Simultaneous determination of imperatorin and its metabolite xanthotoxol in rat plasma by using HPLC–ESI-MS coupled with hollow fiber liquid phase microextraction

• Imperatorin and its metabolite xanthotoxol in plasma were analyzed by LC–MS.
• HF-LPME was employed to prepare plasma samples.
• A comparison between HF-LPME and deproteinization with methanol was operated.

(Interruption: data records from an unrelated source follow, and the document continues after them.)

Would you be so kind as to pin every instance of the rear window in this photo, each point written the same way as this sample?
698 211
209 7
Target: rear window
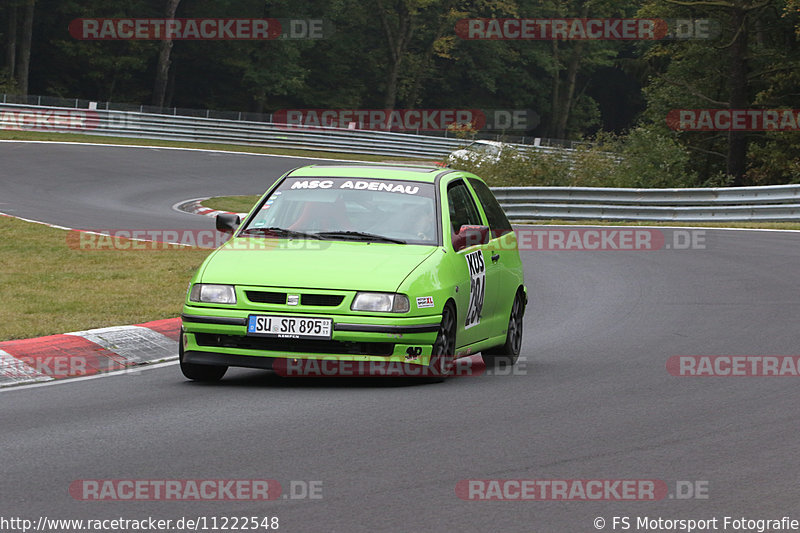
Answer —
498 221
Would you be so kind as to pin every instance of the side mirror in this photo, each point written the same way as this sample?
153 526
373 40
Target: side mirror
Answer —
470 236
228 222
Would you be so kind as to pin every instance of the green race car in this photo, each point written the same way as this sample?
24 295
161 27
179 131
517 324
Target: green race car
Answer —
372 265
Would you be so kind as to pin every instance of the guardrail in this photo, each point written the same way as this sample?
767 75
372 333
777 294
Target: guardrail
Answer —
213 130
769 203
780 202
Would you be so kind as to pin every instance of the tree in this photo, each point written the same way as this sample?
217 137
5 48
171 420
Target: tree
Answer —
162 69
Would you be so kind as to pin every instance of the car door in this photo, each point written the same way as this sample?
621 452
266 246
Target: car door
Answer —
503 268
471 266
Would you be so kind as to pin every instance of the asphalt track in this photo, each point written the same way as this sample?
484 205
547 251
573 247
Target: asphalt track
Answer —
592 401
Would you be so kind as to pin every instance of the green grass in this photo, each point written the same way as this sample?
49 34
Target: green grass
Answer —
236 204
101 139
50 287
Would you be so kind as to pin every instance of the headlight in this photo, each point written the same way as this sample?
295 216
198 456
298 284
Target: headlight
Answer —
380 301
213 294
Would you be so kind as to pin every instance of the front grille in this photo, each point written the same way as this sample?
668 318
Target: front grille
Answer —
263 297
294 345
329 300
267 297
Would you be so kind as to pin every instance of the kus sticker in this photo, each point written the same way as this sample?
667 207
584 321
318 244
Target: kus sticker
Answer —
424 301
477 288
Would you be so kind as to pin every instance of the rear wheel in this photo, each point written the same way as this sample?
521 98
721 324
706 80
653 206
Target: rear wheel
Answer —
508 353
195 372
444 348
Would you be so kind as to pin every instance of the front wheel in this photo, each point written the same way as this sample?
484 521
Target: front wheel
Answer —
508 353
444 348
195 372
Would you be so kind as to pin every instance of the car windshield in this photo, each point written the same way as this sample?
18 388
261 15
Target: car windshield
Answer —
366 209
483 148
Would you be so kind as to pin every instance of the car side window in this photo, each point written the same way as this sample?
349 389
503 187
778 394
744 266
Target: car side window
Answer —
498 221
463 210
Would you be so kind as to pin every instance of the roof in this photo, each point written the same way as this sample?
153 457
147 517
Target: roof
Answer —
372 171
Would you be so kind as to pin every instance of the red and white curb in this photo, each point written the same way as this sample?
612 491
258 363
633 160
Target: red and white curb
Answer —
85 353
196 207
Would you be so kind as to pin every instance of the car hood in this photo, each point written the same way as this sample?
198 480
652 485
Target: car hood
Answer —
343 265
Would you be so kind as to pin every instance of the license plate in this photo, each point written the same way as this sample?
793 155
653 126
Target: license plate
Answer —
289 327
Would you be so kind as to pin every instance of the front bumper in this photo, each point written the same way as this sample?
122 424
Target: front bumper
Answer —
219 336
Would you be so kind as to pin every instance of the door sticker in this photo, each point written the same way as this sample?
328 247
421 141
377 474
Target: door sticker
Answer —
477 288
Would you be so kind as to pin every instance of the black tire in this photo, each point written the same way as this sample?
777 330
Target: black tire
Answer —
508 353
195 372
444 347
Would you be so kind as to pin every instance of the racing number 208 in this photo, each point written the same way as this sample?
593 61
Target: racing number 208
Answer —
477 287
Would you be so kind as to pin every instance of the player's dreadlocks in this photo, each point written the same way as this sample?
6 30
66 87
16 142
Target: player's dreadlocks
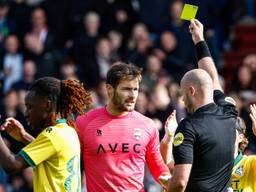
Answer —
68 96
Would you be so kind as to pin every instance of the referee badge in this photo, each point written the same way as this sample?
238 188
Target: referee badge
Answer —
178 139
230 100
239 171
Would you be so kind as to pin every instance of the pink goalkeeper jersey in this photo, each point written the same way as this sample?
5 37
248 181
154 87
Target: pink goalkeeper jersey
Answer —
115 150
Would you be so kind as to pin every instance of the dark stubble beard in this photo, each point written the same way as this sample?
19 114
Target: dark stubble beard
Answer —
119 104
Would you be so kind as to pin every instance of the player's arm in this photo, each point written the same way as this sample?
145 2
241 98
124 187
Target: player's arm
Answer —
180 177
8 161
205 60
16 130
253 117
156 165
167 141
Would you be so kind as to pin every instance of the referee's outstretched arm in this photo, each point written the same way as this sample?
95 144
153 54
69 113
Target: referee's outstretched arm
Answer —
205 61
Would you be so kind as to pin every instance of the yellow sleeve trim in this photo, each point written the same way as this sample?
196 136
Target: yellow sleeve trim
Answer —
28 160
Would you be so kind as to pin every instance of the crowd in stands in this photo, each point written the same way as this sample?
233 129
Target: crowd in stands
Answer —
81 39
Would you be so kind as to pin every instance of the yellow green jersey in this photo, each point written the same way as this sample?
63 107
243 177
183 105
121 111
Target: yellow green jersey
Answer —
55 157
244 174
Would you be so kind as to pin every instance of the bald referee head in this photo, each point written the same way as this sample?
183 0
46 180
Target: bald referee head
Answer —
197 89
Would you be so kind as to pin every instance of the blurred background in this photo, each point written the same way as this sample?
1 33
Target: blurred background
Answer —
80 39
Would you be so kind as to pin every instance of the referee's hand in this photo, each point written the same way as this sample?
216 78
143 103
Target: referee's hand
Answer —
171 125
197 31
253 117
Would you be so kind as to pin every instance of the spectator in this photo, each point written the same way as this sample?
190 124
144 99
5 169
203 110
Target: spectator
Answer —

The objective of the present study was to develop a new method for the simultaneous quantitation of imperatorin and its metabolite xanthotoxol in rat plasma. The samples were prepared with hollow fiber liquid phase microextraction (HF-LPME). The optimized extraction procedure was acquired by assessing extraction solvent, length of the fiber, agitation rate, extraction temperature and time. A comparison of sample pretreatment ways between HF-LPME and deproteinization with methanol was performed, which demonstrated less ion suppression and better sensitivity of HF-LPME. Analytes were separated on a C18 column with a gradient elution consisted of methanol and water containing 1 mmol/L ammonium acetate. The detection was accomplished by electrospray ionization (ESI) source operating in the positive ionization mode. Selected-multiple-reaction monitoring (SMRM) scanning was employed, which guaranteed a higher sensitivity compared with MRM mode. Calibration curves were linear over investigated ranges with correlation coefficients greater than 0.9979. Precision varied from 0.26% to 14%, and the accuracy varied within ±5.5%. The developed method was successfully applied to the pharmacokinetic research of imperatorin and its metabolite xanthotoxol after oral administration of imperatorin to rats.